The federally listed Mojave population of the desert tortoise receives much attention from scientists and land managers alike. The cryptic behavior of desert tortoises and propensity to live in subterranean burrows can occlude our ability to fully understand their activity patterns and to evaluate their population status. Little has been published on their hibernation patterns, and yet land management decisions are made to allow more invasive activities while tortoises are thought to be in hibernation. In a recent study published in the journal Copeia, scientists at the USGS and University of Nevada, Reno, explored the timing of hibernation in tortoises and the possible mechanisms that influence the timing of hibernation in this species.
The study examined the onset, duration, and termination of hibernation in desert tortoises over several years at multiple sites in the northeastern part of their geographic range, and recorded the temperatures experienced by tortoises during winter hibernation. Tortoises avoid cold temperatures in winter by using underground cover sites or hibernacula, burrows excavated in soil or natural rocky caves. Hibernacula generally have higher temperatures than the open environment during winter, providing buffering from daily temperature fluctuations and protection from potentially lethal cold temperatures.
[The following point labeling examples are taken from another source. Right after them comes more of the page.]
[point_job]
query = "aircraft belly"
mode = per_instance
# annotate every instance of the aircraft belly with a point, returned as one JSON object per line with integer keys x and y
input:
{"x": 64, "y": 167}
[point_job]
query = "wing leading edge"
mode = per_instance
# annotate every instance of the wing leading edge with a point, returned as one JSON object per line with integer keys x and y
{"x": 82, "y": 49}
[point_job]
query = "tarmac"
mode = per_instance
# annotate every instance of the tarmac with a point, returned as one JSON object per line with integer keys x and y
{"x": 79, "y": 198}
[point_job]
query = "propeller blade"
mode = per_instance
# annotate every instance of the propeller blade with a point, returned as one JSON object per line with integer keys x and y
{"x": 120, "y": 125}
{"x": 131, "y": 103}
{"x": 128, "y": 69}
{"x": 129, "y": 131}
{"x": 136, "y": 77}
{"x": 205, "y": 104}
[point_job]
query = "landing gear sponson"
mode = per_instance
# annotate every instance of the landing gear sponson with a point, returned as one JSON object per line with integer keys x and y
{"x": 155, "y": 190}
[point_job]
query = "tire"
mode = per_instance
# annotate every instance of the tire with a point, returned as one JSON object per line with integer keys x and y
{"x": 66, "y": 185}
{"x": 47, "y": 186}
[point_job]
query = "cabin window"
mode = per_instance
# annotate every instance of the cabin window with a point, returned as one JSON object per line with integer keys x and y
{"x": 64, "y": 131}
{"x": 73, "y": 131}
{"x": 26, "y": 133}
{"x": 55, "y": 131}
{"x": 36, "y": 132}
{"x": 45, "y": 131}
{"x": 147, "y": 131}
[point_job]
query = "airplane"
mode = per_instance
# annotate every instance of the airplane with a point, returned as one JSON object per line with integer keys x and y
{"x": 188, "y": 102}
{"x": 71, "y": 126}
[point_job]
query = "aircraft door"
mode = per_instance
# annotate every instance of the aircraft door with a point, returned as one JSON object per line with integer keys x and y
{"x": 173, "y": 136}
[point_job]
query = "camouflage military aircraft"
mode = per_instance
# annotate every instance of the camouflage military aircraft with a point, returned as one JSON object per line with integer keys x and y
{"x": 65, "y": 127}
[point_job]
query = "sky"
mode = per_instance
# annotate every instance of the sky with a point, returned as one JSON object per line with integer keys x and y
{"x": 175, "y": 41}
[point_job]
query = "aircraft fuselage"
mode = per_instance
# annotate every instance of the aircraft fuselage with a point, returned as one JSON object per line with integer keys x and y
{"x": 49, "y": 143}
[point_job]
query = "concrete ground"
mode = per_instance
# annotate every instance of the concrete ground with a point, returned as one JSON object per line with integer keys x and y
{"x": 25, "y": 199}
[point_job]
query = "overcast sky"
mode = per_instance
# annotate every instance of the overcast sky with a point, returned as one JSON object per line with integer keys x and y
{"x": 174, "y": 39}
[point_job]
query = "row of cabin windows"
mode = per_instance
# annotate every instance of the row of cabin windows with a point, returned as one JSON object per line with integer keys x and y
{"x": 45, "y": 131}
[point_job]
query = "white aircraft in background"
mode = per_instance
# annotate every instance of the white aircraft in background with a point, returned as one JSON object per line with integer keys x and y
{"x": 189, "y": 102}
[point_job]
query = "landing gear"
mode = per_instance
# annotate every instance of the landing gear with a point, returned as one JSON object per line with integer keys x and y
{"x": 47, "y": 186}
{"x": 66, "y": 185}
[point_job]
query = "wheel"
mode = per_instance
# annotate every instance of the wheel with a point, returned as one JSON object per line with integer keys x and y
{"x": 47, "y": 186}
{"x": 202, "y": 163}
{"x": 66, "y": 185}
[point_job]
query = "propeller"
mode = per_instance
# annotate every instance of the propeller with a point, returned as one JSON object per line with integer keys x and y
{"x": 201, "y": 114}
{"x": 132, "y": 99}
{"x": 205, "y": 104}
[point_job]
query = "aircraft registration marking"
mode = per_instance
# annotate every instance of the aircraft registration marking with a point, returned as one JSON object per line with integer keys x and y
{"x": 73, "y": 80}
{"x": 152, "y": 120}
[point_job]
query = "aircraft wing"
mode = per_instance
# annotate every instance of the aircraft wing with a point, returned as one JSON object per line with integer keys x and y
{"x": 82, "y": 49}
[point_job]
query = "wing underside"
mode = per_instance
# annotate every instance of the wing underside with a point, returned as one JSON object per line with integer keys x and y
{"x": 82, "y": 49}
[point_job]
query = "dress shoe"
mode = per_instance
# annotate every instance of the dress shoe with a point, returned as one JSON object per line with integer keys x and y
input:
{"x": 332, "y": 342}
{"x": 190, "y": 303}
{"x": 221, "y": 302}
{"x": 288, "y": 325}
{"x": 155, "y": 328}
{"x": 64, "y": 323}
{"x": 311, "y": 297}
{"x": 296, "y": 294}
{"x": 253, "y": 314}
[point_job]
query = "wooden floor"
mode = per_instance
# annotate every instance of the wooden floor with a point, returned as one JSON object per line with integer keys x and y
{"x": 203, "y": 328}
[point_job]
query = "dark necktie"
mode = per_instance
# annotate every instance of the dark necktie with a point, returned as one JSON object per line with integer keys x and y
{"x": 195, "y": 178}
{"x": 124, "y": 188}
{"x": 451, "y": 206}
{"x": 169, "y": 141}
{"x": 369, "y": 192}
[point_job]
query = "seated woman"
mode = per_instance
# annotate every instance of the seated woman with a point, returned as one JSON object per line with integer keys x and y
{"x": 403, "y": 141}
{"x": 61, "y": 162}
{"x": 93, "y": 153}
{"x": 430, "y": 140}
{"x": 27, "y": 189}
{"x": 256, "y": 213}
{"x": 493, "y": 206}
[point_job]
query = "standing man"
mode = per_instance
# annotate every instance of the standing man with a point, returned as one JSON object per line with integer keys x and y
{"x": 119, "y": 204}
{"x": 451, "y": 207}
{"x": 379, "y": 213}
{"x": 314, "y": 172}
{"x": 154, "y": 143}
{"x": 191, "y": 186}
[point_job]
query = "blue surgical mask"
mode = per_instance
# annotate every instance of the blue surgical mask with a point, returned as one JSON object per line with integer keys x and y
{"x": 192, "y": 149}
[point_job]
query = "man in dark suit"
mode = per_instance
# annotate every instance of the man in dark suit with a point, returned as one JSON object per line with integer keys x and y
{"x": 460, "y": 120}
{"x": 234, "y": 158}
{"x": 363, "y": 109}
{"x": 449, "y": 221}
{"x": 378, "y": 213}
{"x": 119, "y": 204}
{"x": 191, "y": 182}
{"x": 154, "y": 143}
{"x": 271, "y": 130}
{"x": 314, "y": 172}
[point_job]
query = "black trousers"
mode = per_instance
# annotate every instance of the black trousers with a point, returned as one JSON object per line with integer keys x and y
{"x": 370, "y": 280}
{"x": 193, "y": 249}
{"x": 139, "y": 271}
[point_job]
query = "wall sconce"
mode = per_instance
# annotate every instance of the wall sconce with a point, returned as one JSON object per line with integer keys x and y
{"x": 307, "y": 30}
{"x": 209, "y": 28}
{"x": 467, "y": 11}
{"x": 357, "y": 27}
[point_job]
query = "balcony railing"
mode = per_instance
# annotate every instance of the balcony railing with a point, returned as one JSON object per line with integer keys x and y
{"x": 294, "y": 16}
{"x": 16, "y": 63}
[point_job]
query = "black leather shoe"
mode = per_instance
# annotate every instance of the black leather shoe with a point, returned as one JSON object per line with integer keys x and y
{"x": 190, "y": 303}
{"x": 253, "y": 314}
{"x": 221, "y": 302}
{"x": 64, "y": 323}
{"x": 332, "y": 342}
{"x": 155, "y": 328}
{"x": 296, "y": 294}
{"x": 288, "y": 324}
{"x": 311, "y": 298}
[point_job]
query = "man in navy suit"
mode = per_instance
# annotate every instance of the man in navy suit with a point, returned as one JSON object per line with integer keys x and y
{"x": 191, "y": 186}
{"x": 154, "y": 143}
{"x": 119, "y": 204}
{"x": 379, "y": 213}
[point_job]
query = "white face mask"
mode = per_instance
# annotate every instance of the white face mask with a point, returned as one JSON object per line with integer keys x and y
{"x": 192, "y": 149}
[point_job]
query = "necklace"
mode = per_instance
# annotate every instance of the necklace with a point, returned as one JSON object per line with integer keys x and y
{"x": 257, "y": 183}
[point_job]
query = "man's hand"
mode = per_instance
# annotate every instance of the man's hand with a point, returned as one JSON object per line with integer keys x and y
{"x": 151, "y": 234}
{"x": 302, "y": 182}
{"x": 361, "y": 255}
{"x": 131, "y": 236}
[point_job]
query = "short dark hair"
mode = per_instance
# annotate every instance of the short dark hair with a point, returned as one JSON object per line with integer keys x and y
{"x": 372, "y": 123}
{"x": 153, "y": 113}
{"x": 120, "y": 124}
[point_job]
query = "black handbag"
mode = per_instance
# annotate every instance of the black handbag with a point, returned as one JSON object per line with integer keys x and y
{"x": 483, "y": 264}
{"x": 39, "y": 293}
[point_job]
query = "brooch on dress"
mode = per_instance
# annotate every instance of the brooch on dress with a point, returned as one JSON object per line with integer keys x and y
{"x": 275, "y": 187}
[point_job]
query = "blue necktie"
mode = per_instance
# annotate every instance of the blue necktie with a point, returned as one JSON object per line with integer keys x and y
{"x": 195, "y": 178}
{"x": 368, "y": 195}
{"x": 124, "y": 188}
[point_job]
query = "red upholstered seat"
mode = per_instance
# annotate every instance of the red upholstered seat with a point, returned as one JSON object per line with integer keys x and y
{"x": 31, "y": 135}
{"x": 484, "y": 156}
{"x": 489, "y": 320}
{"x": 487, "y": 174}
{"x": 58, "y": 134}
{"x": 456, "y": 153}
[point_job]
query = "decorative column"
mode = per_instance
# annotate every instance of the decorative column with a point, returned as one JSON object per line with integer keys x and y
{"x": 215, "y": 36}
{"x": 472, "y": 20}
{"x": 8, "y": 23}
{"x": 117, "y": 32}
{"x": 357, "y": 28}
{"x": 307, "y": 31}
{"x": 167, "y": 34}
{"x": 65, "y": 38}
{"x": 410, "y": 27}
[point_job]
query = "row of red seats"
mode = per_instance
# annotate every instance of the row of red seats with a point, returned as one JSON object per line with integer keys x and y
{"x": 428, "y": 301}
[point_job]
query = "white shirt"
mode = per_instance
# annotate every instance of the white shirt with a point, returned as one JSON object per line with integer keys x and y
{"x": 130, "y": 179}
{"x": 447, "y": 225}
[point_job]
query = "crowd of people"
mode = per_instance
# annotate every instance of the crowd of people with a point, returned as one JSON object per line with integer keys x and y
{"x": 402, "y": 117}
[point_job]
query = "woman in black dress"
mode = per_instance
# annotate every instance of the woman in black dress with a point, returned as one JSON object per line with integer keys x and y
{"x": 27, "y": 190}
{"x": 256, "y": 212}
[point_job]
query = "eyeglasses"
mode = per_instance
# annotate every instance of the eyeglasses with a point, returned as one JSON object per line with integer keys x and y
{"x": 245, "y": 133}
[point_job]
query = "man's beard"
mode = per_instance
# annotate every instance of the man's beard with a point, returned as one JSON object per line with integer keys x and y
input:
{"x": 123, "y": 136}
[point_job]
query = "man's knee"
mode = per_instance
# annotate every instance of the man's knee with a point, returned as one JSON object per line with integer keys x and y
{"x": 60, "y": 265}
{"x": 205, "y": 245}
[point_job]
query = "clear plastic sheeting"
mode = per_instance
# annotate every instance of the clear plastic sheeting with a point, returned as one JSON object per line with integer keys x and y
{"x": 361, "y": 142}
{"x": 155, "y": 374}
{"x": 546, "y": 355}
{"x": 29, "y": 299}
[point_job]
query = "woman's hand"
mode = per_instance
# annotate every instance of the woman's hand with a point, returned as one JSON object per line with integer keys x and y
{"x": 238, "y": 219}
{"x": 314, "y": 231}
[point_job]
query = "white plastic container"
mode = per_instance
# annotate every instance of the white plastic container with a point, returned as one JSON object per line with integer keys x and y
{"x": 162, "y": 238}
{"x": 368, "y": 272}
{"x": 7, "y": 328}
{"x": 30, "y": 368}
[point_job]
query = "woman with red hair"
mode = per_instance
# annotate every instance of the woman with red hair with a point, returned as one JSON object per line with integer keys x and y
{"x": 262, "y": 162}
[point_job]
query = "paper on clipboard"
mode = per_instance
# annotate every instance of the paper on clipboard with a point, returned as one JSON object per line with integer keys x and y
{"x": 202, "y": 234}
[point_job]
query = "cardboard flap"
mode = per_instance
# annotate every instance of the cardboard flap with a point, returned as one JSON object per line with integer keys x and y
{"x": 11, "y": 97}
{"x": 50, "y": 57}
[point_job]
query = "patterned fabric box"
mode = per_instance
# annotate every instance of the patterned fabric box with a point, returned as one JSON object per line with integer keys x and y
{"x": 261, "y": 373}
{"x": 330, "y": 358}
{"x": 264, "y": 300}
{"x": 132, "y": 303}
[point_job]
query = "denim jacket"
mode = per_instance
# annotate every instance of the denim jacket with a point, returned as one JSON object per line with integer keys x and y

The timing of hibernation by desert tortoises differed among sites and years. Environmental cues acting over the short-term did not appear to influence the timing of the hibernation period. Such potential cues for hibernation onset include reduced day length and photoperiod, cooler temperatures, reduced forage availability, and timing of precipitation events. Different individual tortoises entered hibernation over as many as 44 days in the fall and emerged from hibernation over as many as 49 days in the spring.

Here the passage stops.